Basically this boils down the cost/benefit analysis of the American Dream. With the hunger for the fun and the toys and the rosy lifestyle on one side, and the more practical but somewhat less fun version where we accept a life with limits.

6 Comments

  1. I discussed it with Madeline Robins, and if you need to turn to writing pirate-themed bodice-rippers, Paolina should be your surname, not your first name. Your first name should be something like Elaine or Dolores.

  2. Nice surname! I sort of like Susan for a given name, though. Susan Paolina. My bodice is ripping at the thought.

  3. I just foreclosed on my beautiful 1904 Victorian money-pit to move into town and cut my monthly living expenses by 75%. Tough times, but it’s nice to read something by someone not immediately buying into the marketed American dream.
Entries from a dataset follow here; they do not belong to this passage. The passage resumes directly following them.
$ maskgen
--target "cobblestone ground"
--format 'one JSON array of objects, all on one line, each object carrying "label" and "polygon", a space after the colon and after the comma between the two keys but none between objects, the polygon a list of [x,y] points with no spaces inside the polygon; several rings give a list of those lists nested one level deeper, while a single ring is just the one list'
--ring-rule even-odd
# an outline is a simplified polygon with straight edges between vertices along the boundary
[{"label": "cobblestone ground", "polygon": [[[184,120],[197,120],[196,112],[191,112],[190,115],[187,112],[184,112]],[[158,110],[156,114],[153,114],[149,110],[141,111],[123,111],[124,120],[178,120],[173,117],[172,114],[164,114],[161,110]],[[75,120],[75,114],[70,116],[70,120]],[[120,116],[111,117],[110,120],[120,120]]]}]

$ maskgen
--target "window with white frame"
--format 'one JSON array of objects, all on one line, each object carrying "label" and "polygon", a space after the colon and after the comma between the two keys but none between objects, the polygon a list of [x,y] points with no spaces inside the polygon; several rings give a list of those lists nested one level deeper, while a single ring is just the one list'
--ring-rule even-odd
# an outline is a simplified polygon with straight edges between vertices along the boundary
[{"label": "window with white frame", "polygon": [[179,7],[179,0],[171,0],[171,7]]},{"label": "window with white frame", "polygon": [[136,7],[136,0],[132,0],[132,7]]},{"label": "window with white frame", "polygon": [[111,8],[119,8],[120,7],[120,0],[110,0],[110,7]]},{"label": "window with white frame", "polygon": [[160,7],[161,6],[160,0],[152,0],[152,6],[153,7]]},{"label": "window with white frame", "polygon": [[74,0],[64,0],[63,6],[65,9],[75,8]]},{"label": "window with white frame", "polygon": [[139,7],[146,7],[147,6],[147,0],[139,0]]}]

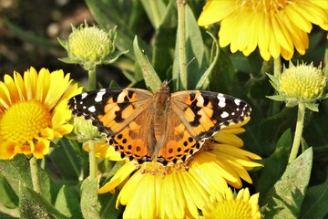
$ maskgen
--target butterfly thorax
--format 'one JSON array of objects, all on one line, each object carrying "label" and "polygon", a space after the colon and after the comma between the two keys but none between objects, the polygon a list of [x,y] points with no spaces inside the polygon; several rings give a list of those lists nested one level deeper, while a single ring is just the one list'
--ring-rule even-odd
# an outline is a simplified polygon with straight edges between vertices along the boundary
[{"label": "butterfly thorax", "polygon": [[166,82],[160,86],[158,92],[154,94],[153,98],[153,115],[152,123],[154,127],[154,137],[159,143],[163,140],[163,135],[167,129],[168,112],[169,109],[170,94]]}]

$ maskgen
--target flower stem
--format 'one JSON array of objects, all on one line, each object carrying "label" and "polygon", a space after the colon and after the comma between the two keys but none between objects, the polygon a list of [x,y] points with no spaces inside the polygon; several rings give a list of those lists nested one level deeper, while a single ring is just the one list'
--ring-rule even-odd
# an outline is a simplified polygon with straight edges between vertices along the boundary
[{"label": "flower stem", "polygon": [[35,156],[33,156],[30,159],[29,162],[30,162],[30,171],[31,171],[33,190],[36,191],[36,193],[40,193],[41,189],[40,189],[40,181],[38,178],[36,158]]},{"label": "flower stem", "polygon": [[273,58],[273,75],[280,77],[282,75],[282,60],[281,57]]},{"label": "flower stem", "polygon": [[96,68],[89,69],[88,73],[88,82],[89,82],[89,90],[96,89]]},{"label": "flower stem", "polygon": [[179,70],[180,85],[187,88],[187,55],[186,55],[186,0],[177,0],[178,5],[178,44],[179,44]]},{"label": "flower stem", "polygon": [[88,147],[89,147],[89,177],[90,180],[93,180],[97,177],[97,161],[96,161],[95,147],[93,141],[88,141]]},{"label": "flower stem", "polygon": [[293,162],[296,157],[297,153],[300,149],[301,140],[302,140],[302,133],[304,124],[304,118],[305,118],[305,105],[303,103],[299,103],[298,105],[298,112],[297,112],[297,122],[296,122],[296,130],[295,130],[295,136],[292,146],[291,155],[288,160],[288,163]]}]

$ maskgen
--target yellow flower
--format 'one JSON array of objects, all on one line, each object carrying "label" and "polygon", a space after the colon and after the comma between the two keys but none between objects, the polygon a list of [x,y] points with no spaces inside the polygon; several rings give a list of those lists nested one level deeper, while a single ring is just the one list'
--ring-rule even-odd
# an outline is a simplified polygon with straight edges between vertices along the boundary
[{"label": "yellow flower", "polygon": [[210,194],[225,192],[227,182],[241,187],[241,178],[251,183],[246,170],[261,166],[251,160],[259,156],[241,149],[243,142],[236,136],[248,120],[220,130],[185,163],[127,162],[98,193],[121,187],[117,207],[126,205],[124,218],[199,217]]},{"label": "yellow flower", "polygon": [[240,190],[236,197],[231,189],[228,188],[225,193],[220,193],[216,198],[210,197],[202,212],[203,218],[260,219],[258,201],[259,193],[250,197],[248,188]]},{"label": "yellow flower", "polygon": [[309,47],[312,24],[328,30],[326,0],[210,0],[198,24],[220,21],[220,46],[249,56],[259,47],[263,59],[280,54],[291,59],[294,47],[303,55]]},{"label": "yellow flower", "polygon": [[71,112],[67,99],[82,90],[69,74],[52,73],[42,68],[37,74],[31,68],[24,78],[14,72],[0,81],[0,159],[17,153],[43,158],[49,151],[50,140],[69,133]]}]

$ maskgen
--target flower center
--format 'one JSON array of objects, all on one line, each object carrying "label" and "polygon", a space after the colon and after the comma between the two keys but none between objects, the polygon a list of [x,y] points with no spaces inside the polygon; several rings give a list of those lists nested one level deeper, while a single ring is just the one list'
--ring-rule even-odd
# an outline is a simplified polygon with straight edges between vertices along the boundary
[{"label": "flower center", "polygon": [[50,112],[37,101],[14,104],[0,120],[0,139],[26,143],[40,135],[51,124]]},{"label": "flower center", "polygon": [[169,166],[164,166],[163,164],[152,162],[144,162],[141,165],[138,165],[137,168],[140,168],[141,173],[149,173],[151,175],[161,175],[165,176],[170,174],[172,172],[184,172],[190,168],[190,162],[179,162]]},{"label": "flower center", "polygon": [[282,10],[286,5],[292,4],[292,0],[241,0],[241,5],[251,8],[255,12],[264,11],[266,14],[270,14],[270,12],[277,13]]}]

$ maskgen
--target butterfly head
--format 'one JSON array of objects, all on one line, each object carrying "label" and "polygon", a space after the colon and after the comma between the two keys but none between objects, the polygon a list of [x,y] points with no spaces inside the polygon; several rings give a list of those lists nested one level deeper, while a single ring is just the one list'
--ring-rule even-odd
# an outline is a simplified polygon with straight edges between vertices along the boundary
[{"label": "butterfly head", "polygon": [[159,93],[169,93],[169,81],[164,80],[163,83],[160,85],[159,90]]}]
  4. Random question, but can’t you find some sort of bicycle type transport (I’m doing a poor job of describing what I’m talking about here), say, a larger trike, that you could use to carry groceries home? If you can bike to the office, you could take this …pedal powered shopping cart to the store and back…assuming such a thing exists.
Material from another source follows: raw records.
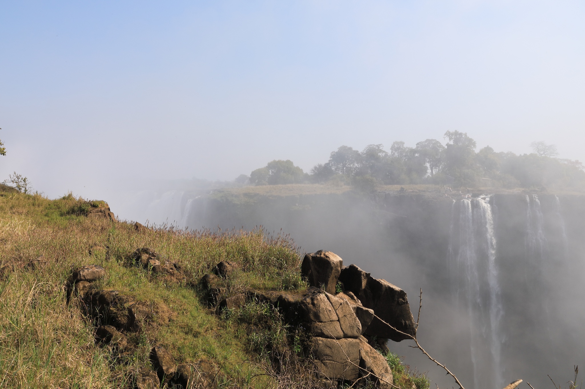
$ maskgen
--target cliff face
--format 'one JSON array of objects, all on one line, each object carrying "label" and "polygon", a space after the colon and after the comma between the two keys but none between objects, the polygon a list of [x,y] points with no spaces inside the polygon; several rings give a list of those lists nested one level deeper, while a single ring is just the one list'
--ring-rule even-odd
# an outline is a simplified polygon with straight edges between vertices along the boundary
[{"label": "cliff face", "polygon": [[[585,341],[577,335],[585,330],[578,303],[585,297],[580,290],[585,281],[585,197],[515,193],[481,199],[489,205],[484,211],[491,226],[469,236],[474,242],[465,249],[479,251],[454,258],[462,243],[453,231],[464,229],[458,211],[464,200],[470,199],[408,192],[212,195],[194,200],[186,220],[195,228],[281,229],[302,250],[324,248],[356,258],[357,265],[411,296],[422,287],[426,300],[421,321],[428,324],[419,336],[463,371],[463,379],[510,382],[517,375],[545,386],[546,374],[564,374],[585,358]],[[470,222],[482,223],[475,209]],[[486,238],[488,227],[491,235]],[[488,255],[481,254],[486,239],[494,242],[494,274],[485,265]],[[479,284],[477,301],[463,299],[474,282]],[[401,344],[394,349],[440,376]],[[474,358],[488,362],[474,364]],[[497,379],[492,378],[495,366]]]}]

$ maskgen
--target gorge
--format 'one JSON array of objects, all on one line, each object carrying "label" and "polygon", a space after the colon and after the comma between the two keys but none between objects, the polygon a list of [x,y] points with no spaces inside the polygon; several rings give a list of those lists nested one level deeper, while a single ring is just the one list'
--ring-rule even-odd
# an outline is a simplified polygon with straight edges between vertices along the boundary
[{"label": "gorge", "polygon": [[[565,379],[585,356],[582,196],[274,186],[152,194],[149,214],[121,216],[166,216],[180,228],[262,226],[290,234],[301,251],[355,258],[401,285],[412,304],[422,288],[419,340],[466,387],[501,389],[518,378],[548,387],[547,374]],[[408,342],[388,346],[439,387],[453,386]]]}]

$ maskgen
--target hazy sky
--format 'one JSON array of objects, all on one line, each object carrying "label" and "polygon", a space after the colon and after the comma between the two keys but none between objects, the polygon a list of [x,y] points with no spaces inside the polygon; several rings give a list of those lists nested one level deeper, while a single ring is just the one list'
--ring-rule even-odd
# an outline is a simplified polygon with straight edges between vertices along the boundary
[{"label": "hazy sky", "polygon": [[3,1],[0,178],[91,197],[456,129],[583,160],[584,69],[580,1]]}]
  5. I’ve just finished reading Pump Six which I will use several stories from to teach my Environmental Humanities class in the fall. So I decided to check out your blog to find out more about you. This topic particularly hits home for my family and I. We currently live in a small 2 bedroom and have many times felt the need to have more space, especially for gardening and maybe chickens, etc. But at the same time we are really able to make ends meet in a non-stressful way and therefore find ourselves happier and more chill than most of our friends. Isn’t that part of the American Dream? It is part of mine. So more living space or more head space–seems easy.
    Sat Nam!

  6. I find your concluding statement interesting and wondering if you did opt for the rosy packaging of toys and spoils. I suppose it is the phrasing, “the more practical but somewhat less fun version where we accept a life with limits” that is most curious. The suburban life to me, the brief moments I’ve seen it, is the one that seems so limiting, so constrictive, so not “fun.” The life you describe of the small neighborhood of diverse characters, of much walking and its auxiliary benefit of observation dear to creative interiors, of meandering adventures bumping into life here and there, of the lessons in learning to share space with those you love, seems to lend itself so much more to freedom, spontaneity and possibility. Never mind the necessity of chewing words for feed to afford the mortgage. Less stuff is freedom, in a cost benefit analysis, and otherwise. Isn’t there a community garden nearby?